The first fall stocker calf sale of the year was last week. (just one more way to remind me that summer is over) prices for 400-499lb bull/steers sold for $1.79 per lb. This is the best pricing that I have seen since I ventured out on my own in 2003!! I can remember losing money year after year (which makes you learn from your mistakes quickly!), but then things changed some, and started to look better last fall. Promising price improvements, (that I assumed were only temporary have lingered). I am very happy (even proud) for starting and building a farm on my own (and the wife!!) in such a terrible market to have it turn around and not bottom out even more. It was an ideal time to buy brood cows, and over time I bought some better bred, "type-ie" cows, that would show every spring and fall why you spend more money on well bred stock, bigger calves = more $$.
I am very fortunate to have a good job, a great wife, and the ability to do what I want with my life. My father's farm is 500 miles away, but he still is quite happy to come up when he can and help. He is past the point of making the drive in one day, but he still comes.
LIFE IS GOOD!
I've been farming for 25 years (I am 31) although the early years were limited to stone picking and other "fun" jobs like that, on my own for since '03, through the BSE crisis that broke the will of so many, (not by skill,experience or talent) but by luck and the will of God and man.
And to clarify, on my own sure tallotalot of help and support from some of the most generous friends neighborsours a person could ever hope for!!! ...but you know what I meant.


----------



## swmnhay (Jun 13, 2008)

It's about time you stock cow guys make some good $.

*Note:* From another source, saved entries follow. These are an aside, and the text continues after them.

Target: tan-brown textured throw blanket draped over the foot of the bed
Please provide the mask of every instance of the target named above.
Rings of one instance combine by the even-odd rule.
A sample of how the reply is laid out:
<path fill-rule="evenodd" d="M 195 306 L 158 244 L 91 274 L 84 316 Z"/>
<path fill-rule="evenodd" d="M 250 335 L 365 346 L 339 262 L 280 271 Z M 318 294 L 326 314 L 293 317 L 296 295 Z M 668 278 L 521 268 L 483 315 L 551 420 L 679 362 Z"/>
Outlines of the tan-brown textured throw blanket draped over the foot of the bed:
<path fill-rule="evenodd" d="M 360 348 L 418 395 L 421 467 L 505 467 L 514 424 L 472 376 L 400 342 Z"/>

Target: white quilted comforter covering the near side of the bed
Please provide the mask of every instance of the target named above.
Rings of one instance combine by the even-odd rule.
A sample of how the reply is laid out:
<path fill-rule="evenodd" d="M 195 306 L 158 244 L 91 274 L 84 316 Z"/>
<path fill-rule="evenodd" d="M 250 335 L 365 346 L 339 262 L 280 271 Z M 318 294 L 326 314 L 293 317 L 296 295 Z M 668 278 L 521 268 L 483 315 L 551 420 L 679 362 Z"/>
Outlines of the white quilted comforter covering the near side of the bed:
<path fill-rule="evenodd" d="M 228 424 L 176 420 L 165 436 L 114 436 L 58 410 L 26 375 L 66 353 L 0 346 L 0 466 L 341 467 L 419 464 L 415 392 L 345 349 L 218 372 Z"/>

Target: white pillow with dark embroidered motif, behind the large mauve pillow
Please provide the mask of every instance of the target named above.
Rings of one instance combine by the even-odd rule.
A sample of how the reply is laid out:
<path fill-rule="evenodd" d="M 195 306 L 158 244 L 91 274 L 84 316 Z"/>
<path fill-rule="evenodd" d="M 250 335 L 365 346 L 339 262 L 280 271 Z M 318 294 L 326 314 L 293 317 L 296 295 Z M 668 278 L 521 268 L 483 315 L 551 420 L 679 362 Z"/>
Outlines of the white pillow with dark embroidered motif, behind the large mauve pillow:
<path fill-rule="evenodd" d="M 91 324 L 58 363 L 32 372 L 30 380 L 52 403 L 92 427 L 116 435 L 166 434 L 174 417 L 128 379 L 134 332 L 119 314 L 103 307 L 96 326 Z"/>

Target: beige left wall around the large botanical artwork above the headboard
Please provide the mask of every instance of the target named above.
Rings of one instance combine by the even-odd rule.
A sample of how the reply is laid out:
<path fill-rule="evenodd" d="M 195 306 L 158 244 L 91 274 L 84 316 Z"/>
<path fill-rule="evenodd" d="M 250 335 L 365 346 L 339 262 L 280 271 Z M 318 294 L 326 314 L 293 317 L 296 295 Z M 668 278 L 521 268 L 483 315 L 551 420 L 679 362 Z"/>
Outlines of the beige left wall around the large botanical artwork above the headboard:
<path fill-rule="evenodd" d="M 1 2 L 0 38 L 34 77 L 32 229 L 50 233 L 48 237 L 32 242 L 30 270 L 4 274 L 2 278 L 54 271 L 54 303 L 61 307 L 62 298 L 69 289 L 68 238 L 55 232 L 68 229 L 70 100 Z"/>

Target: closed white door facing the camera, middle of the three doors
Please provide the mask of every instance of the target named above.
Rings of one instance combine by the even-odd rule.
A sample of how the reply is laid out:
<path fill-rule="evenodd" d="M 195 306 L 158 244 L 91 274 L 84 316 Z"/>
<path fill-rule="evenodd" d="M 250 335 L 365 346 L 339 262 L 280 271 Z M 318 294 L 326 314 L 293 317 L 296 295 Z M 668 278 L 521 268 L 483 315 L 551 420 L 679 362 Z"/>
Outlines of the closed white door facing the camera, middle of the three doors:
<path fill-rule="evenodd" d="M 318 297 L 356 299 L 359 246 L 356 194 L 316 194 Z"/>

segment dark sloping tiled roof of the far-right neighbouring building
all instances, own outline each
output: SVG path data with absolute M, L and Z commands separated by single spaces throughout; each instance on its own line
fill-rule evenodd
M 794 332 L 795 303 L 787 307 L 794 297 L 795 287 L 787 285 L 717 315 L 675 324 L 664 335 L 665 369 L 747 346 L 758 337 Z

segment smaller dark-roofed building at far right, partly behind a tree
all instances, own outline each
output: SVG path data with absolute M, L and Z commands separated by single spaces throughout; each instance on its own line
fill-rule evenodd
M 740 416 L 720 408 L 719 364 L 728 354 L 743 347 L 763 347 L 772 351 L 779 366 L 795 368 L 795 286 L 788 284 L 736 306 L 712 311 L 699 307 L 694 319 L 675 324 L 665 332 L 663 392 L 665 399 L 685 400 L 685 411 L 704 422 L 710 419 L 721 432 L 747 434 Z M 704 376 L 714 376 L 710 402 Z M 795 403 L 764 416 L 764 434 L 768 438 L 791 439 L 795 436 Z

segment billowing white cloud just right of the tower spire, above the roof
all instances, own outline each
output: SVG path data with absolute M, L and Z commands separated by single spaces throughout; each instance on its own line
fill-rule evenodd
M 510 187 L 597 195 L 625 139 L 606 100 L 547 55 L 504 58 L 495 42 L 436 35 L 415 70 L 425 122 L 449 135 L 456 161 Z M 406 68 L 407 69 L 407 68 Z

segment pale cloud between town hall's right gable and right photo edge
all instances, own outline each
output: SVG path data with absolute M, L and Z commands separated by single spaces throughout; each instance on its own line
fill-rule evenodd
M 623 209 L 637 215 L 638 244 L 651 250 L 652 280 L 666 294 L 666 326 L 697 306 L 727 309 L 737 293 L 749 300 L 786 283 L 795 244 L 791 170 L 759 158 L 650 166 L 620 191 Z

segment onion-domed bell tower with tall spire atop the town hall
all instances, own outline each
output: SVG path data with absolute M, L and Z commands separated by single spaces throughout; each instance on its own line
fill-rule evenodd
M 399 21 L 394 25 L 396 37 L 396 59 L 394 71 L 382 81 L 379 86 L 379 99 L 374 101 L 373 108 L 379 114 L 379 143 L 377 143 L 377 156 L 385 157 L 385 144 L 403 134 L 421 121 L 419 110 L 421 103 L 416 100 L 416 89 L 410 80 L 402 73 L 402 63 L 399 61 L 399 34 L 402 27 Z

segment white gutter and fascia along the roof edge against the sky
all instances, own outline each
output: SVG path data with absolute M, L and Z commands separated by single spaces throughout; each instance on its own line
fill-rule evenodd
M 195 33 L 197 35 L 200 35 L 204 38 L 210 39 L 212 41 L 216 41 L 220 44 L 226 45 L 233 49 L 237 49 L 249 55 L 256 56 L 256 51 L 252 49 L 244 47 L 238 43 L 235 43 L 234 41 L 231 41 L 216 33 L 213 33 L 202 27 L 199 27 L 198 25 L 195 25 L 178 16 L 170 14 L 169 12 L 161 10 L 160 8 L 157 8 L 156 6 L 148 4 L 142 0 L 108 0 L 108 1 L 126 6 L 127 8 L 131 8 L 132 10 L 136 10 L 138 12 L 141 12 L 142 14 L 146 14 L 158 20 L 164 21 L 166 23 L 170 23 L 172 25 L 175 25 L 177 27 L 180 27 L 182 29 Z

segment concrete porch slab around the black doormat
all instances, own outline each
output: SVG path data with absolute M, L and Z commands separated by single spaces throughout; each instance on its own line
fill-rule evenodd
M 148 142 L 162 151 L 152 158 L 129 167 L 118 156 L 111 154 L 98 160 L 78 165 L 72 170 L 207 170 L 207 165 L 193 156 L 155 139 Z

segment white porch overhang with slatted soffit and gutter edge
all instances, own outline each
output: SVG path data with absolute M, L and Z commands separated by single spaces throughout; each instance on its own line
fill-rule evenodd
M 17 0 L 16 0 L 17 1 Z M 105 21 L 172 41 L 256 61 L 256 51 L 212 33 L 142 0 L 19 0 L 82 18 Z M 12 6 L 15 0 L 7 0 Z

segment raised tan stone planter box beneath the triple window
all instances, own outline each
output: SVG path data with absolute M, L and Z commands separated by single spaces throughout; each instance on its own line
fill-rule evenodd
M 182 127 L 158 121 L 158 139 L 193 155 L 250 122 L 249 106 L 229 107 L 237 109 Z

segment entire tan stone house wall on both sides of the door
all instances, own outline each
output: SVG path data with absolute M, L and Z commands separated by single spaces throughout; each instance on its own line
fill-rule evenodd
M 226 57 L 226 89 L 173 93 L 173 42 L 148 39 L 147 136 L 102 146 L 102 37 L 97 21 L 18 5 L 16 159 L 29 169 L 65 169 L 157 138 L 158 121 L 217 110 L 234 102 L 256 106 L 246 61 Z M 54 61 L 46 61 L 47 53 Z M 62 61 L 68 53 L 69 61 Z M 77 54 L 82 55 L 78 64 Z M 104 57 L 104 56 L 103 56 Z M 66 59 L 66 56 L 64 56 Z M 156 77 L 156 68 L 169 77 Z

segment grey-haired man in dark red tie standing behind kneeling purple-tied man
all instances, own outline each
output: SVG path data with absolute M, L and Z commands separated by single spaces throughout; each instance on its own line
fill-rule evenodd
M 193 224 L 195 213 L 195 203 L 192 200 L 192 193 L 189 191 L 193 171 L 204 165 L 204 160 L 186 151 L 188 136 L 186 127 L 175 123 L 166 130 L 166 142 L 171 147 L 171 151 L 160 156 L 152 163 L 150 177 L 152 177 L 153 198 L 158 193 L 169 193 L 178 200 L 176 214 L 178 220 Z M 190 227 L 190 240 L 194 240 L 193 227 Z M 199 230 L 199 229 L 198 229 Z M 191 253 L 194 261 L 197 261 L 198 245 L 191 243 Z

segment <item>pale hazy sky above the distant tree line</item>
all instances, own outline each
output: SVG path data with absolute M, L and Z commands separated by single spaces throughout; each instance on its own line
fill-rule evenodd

BUT,I don't understand why the feeders are that high.It doesn't pencil out to buy them to feed out.The only way there will be a profit on the fats if the fat cattle price goes higher.With current price of feed and what I can hedge cattle at I'm looking at $50-150 loss per hd.

My cattle barns may be empty this winter:confused:

The market here;

http://www.sfrlinc.com/site/index.php?id=3


----------



## Toyes Hill Angus (Dec 21, 2010)

I was actually quite worried about that phenomenon, backgrounders and feedlots tend to shy away from buying calves when corn is selling in the $7 range. I agree with what you are saying, I am just happy that at least right now, there is less supply than the demand is calling for.
I think these packers that pocket big profits on our backs need to be reigned in. There is money to be made in this industry, but I do not think the packers need all of it.


----------